Neyse herşeyi siktir edip , elime kalem klavye almamın sebebinden bahsediceğim. Düzcede evimde oturmuş sabahı arıyorken klasik Anadolunun ağzından girip götünden çıkan gezi programlarından birine denk geldim. Eh neme lazım çok catchy programdı ki yakalandım. O kadar ki adamlar best of tadında bir tribe girmişler inceden , şansıma dedim daha bi bağlandım. Hal böyle olunca adamlarda en misafirperver , en çok yemek yapılan , en cana yakın , en gözlere yaş düşüren kesitleri almışlar.

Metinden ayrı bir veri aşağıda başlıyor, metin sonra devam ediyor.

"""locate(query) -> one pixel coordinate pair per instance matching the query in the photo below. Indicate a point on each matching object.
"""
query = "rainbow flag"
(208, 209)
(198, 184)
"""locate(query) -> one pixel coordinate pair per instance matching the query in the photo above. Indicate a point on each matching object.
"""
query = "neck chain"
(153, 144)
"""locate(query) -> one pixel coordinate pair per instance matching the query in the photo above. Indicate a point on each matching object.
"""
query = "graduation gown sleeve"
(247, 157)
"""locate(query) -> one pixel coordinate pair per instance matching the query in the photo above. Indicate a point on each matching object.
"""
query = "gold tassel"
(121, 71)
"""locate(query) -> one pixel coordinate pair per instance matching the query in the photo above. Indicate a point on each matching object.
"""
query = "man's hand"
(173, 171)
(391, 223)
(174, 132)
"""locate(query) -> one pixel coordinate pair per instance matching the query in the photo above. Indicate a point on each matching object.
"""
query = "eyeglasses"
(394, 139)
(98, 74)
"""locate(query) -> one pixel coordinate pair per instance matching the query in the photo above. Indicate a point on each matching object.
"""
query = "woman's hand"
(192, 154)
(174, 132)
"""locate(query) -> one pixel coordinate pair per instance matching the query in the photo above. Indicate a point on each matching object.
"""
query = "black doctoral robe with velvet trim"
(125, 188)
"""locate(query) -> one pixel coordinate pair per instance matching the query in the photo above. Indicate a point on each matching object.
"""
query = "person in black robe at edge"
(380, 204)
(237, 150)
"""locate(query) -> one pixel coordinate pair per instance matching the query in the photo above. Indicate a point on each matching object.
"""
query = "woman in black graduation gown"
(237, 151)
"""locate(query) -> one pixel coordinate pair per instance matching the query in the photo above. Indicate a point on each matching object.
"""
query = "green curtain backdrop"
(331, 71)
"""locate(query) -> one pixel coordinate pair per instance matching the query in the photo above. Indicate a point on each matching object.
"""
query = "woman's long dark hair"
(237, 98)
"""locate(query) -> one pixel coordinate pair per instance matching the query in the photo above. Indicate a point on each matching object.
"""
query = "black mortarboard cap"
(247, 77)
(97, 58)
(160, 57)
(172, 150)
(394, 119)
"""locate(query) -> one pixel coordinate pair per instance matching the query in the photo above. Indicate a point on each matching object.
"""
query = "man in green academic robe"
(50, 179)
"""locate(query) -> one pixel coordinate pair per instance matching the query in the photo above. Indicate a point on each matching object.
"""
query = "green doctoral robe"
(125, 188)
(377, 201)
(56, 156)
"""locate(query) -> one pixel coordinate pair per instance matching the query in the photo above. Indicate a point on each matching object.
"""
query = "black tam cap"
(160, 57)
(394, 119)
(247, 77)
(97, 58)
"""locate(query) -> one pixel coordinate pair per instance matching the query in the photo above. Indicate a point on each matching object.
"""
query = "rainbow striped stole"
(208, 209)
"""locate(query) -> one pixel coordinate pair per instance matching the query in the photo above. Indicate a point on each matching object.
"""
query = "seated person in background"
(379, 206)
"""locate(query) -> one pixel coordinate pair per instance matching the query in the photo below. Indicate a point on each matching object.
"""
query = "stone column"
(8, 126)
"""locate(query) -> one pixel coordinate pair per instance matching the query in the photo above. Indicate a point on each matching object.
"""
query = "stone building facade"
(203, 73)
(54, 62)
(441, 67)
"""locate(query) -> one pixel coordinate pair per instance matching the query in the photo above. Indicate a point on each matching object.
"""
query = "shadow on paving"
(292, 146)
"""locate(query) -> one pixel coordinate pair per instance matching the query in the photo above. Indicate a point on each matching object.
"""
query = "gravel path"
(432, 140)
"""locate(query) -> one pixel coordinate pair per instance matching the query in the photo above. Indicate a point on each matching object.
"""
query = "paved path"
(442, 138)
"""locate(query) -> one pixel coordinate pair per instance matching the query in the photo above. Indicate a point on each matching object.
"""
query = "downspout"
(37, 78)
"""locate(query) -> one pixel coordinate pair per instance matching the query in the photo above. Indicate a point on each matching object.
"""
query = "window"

Bu klas çerceve sonrası farkettim ki Anadolu çok candan bir yer lan , heryerde zorla eve davet edilip zorla yemek yedirilip hatta planlı gidilen yerlerde köycek 1232131 adet  yemek yapılıp köyün okulunda toplanıp mis gibi yemek tanıtımı sonrası oturup afiyetle yiyorlar falan. Eh şimdi 6 senedir İzmirde yaşayan ve kaldığım yer itibariyle ağır derecede yaşlı apartmanlarına denk gelen ben , bu süre zarfında bir kere bile kapımın çalınıp bir adet sütlaç olur ne biliyim aşure olur ne biliyim bir tas çorba olur hiç birini görmedim , göremedim. Sikerler böyle adaleti , o kadar içten söylüyorum ki aç kaldığım günlere istinaden yozlaşan sikik komşusal ilişkilere giydiriyorum. Çok fazla da giydirmek istemiyorum yaşlılar arada saygı var. Neyse biline ki aylar sonra şuraya iki kebap bir çacık bir yazı yazma motivasyonum bu mevzu idi. Dertliyim ama istekliyim. 

Trabzonspor , Marksiyonalizm , Beyti ve Svarosky Vodka ile ilgili birşeyler yazmak istediğimi farkettim fakat anında vazgeçtim çünkü dışarda kar , aklında bir yar var.
Gülelim.
*Giresun'un kadınları çok geveze , bilin.
*Çorum satırları , bıçakları ve orakları ile meşhurmuş , korkun.
*Burdur'un köylerinde çok endellektüel yörük teyzelerim yaşıyor , sevinin.
*Gene Burdur'un aynı destinasyonik köylerinde çobanlar can sıkıntısı bazlı kreatiflik konusunu aşmışlar , boğaz-baha denen country vari türküleri aklımı çeldi , şaşırın.
*Sapanca'da Altın Sülün , Gümüş Sülün ve çocukları Tunç Sülün birlikte aynı kafeste yaşıyorlar , ciddiyim. 
*Giresun'un Yukarı Asarlar Köyünde , 24 yaşındaki bir kız evladı köyün bütün kadınlarına (17-80 yaş arası yaklaşık 50 adet) kuran öğretiyormuş , bilemedim. 
*En güzel yemekler Giresunda , kan çeker lan.

"Bir insan ki keyifli bir sevgilisi , naif bir işi ve realist bir hayali varsa dünya üzerinde cenneti bulmuş demektir."